Dennis Latta, a University of New Mexico men's basketball beat writer, has seen enough.
It seems that the mammoth upset of Harvard over New Mexico in Thursday night's NCAA tournament matchup was just too much for this beat writer to bear.
I encourage you all to go read it in its entirety, but just know that it reads like a letter from a scorned lover about to split from his significant other.
Alas, Latta seems to have broken up with the New Mexico Lobos program.
Here are a few of intriguing parts:
I really thought that the University of New Mexico finally had a men's basketball team that earned the loyalty of their fans.
I was wrong.
I've been around Lobo basketball for 33 seasons. For 32 of those seasons, I knew that UNM had a team that could fold and lose to anyone at any time. I never got my expectations too high because a collapse was possible anytime they walked out on that floor.
I thought this team was different. I was convinced that this Lobo team was for real. It had experience, a good front line and a good backcourt and good chemistry and was smart.
I was wrong.
If you aren't rolling your eyes by now, let's get to the point where Latta seems to quit a beat that he has covered for decades.

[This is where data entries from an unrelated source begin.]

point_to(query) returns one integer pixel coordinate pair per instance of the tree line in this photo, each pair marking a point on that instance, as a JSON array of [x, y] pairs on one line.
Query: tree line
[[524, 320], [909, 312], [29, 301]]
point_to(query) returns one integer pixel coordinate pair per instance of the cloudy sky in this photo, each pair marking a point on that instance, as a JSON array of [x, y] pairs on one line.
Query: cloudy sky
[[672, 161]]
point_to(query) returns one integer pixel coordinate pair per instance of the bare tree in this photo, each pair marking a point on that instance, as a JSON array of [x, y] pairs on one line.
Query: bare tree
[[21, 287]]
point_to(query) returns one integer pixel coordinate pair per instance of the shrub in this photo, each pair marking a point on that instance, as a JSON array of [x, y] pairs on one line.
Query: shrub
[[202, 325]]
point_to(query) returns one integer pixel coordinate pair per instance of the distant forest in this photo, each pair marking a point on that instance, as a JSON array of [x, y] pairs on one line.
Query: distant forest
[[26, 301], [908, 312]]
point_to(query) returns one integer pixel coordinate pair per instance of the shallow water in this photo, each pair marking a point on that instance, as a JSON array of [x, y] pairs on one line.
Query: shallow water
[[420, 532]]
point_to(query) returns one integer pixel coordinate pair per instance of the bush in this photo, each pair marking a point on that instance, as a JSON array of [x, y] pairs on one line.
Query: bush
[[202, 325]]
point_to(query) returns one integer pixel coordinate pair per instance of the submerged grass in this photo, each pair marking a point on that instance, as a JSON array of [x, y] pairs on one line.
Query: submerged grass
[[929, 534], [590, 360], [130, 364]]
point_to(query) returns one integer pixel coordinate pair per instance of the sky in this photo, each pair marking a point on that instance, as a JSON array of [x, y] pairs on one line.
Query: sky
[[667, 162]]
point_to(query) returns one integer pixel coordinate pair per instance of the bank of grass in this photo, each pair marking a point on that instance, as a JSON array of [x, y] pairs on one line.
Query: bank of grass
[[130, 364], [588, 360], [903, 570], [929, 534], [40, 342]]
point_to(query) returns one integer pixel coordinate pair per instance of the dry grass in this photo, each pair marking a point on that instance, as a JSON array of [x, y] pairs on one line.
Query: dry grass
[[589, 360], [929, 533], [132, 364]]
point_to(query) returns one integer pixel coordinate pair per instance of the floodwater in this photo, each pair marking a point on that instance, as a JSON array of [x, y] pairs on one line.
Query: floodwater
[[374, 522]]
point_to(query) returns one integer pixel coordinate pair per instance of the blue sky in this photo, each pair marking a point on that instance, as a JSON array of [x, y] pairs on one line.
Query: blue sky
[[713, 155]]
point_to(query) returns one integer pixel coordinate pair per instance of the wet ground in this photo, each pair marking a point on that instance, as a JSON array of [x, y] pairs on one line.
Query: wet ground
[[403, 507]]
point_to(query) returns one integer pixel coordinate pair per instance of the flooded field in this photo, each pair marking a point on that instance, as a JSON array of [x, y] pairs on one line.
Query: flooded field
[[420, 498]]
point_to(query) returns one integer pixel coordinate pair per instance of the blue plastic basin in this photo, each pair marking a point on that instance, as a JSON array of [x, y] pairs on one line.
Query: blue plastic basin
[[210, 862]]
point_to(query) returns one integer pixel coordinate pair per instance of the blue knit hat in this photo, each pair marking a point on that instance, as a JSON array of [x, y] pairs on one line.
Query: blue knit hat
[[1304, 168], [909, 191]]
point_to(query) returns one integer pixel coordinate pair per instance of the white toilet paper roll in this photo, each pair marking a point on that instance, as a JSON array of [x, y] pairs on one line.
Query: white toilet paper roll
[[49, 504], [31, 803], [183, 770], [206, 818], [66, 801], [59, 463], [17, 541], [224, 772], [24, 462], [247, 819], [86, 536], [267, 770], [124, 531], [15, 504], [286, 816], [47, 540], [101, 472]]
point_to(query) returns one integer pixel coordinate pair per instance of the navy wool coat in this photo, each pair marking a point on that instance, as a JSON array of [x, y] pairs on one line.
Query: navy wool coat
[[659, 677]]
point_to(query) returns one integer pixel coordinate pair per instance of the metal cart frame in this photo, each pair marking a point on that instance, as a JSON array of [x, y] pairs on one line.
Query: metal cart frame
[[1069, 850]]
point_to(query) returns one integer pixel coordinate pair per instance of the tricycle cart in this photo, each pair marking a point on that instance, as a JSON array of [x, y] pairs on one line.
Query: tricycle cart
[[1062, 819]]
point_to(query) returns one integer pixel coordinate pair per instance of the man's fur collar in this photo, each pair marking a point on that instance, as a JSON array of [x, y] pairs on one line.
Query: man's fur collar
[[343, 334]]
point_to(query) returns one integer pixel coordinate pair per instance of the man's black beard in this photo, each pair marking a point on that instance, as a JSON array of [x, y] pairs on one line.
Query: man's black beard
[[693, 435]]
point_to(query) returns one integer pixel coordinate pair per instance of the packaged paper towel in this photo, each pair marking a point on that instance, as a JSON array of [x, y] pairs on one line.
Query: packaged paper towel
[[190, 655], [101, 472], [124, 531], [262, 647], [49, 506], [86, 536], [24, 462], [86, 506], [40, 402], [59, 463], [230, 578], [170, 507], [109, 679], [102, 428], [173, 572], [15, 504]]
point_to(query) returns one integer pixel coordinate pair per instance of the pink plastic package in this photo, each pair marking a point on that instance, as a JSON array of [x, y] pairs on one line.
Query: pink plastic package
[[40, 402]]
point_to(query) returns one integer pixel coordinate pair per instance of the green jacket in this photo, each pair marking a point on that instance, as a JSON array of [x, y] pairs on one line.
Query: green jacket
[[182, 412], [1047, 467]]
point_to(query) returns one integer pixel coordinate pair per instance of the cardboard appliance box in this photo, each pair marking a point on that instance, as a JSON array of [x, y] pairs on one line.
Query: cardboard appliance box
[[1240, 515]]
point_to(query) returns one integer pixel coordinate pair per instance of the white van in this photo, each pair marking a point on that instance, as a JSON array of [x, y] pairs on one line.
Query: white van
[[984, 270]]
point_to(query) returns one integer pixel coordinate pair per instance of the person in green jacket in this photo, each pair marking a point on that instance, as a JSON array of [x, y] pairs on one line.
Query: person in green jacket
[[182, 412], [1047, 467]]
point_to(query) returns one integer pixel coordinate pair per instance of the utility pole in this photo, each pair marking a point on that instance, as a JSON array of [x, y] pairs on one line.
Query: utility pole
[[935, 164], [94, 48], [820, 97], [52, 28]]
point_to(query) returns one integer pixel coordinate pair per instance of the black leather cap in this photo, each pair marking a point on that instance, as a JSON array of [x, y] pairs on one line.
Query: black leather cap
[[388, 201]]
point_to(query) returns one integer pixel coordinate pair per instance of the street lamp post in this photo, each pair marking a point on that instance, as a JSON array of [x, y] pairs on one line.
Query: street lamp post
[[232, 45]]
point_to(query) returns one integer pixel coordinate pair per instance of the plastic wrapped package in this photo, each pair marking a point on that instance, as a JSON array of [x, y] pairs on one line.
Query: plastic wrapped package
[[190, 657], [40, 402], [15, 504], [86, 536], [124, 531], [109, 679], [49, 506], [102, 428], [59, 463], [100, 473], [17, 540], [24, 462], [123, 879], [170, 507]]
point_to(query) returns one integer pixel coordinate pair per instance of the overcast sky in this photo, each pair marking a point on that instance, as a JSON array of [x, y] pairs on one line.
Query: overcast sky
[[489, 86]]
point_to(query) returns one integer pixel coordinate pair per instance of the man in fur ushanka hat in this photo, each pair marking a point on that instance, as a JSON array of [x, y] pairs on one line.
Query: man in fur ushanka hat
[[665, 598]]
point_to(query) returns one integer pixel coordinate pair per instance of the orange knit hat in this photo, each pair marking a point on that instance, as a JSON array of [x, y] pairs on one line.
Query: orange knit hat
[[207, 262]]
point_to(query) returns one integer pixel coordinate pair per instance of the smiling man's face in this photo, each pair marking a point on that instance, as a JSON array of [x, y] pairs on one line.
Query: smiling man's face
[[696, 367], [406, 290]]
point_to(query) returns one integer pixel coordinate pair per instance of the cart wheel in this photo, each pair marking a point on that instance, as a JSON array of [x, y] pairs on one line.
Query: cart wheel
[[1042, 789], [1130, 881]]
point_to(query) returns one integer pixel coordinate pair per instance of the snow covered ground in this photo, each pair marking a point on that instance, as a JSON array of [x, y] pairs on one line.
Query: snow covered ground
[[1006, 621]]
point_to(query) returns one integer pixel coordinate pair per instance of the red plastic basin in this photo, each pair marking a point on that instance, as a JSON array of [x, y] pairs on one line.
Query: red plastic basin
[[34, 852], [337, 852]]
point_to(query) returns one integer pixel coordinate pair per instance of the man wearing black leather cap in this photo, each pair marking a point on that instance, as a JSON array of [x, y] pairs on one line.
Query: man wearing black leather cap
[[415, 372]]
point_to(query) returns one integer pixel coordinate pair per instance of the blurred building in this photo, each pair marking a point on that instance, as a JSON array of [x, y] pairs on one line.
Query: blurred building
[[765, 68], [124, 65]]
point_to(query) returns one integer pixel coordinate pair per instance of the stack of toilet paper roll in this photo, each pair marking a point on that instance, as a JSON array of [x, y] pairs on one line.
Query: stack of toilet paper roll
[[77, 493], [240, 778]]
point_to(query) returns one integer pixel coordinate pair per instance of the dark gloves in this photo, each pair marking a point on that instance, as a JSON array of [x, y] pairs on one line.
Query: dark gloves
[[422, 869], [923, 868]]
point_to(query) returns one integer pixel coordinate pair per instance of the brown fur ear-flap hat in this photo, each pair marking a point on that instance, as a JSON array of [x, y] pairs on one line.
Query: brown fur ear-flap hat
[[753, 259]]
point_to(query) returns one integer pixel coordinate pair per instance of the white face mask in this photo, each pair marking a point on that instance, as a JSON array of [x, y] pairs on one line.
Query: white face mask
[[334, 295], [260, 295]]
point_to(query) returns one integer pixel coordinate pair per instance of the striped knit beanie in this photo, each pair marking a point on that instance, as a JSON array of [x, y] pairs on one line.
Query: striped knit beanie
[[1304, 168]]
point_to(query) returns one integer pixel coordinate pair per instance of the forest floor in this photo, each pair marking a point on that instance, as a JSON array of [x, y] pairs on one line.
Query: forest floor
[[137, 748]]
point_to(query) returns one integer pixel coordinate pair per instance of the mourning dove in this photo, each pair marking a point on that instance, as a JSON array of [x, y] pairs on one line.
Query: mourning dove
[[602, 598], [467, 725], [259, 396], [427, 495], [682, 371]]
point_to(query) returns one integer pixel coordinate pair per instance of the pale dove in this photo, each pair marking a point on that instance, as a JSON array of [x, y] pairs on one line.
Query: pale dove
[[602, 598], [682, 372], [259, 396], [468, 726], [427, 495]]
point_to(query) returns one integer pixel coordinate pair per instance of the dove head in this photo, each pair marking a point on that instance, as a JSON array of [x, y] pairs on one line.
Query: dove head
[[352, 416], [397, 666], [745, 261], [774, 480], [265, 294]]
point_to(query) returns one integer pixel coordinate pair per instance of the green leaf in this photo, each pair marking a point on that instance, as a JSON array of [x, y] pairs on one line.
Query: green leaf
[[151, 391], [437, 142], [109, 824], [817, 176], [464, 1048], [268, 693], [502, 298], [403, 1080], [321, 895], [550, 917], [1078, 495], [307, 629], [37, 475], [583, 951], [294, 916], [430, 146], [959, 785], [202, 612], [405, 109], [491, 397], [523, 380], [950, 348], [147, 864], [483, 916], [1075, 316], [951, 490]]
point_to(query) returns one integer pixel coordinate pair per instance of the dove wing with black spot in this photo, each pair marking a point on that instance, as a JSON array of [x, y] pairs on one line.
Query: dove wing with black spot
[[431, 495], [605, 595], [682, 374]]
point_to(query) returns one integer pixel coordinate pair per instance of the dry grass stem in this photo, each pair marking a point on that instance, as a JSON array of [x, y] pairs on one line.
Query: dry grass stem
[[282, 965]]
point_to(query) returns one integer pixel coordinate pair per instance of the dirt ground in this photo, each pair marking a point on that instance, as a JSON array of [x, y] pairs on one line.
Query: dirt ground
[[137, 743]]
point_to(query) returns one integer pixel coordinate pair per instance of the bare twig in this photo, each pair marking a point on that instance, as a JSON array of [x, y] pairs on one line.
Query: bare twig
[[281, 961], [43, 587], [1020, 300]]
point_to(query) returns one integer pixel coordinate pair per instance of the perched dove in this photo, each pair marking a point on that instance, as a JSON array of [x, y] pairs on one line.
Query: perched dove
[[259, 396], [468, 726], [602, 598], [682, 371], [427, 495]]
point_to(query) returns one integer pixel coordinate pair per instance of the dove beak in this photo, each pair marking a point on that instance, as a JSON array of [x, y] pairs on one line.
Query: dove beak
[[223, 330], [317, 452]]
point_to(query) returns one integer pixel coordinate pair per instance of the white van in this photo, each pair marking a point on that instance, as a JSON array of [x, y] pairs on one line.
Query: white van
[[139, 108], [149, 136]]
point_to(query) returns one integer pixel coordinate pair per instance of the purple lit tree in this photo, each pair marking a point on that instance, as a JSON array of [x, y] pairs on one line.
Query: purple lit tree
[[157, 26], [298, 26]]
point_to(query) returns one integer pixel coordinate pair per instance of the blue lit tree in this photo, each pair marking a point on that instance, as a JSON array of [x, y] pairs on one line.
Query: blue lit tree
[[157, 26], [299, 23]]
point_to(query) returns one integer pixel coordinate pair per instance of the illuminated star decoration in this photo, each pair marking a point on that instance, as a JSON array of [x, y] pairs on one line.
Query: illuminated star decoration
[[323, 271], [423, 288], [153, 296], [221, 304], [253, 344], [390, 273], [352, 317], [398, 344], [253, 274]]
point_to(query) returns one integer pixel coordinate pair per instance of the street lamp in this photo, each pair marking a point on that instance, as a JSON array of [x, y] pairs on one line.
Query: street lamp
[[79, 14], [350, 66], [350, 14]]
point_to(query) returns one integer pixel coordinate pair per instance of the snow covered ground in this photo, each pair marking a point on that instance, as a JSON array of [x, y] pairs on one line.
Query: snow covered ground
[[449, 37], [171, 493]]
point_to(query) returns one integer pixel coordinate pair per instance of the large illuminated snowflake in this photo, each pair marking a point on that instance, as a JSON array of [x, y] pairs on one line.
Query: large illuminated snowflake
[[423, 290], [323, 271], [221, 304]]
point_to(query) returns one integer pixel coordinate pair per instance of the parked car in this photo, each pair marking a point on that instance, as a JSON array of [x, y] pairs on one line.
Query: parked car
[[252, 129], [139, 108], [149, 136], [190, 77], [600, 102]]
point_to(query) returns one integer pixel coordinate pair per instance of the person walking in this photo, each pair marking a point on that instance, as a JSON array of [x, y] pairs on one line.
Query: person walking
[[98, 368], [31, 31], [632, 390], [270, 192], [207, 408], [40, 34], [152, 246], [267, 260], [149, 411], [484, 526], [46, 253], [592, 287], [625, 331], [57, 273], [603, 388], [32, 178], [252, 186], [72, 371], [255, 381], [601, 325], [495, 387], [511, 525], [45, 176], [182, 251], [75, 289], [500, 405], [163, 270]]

But I won't be wrong again. It was a lot easier to take when expectations were lower. Losing was acceptable because UNM had almost always lost when it really counted. You didn't have visions of greatness, only to have them dashed. After the pitiful performance UNM put up against a team that doesn't even offer scholarships, I've given up. Having all five starters back next season means nothing on a team that can just disappear like that. I'd be back to wondering when it would collapse, have a terrible game and lose to an inferior team again.
No, I've had it. I've been to my last Lobo basketball game after covering the team for much of the last 33 years.
Good-bye Lobo basketball.
For those uninitiated, No. 14 seeded Harvard beat No. 3 New Mexico, 68-62.
From there, the entire Internet seemed to savor every last ounce of schadenfreude. Even former Harvard student Jeremy Lin got into the chuckle fest with this dandy of a tweet.
Of course, such an overreaction on Latta's part was going to lead to a flood of tweets, and here are some of the best.
I would like to say that the column, while pointing to this being the end, could very well be just a bad case of melodrama.
Perhaps Latta doesn't intend to actually quit over one loss. At least, we certainly hope that he doesn't.
Many have covered this point before, but it needs repeating. You simply can't let emotion play a part of sportswriting.
I love my Los Angeles teams but fully realize the silliness of actually letting their respective successes and failures determine my happiness in life.
It's all a game, and we are fortunate to make a living writing about it.
This is all just entertainment after all. But it became far too real for Latta, and that's a shame because this is a horrible bookend for such a long career.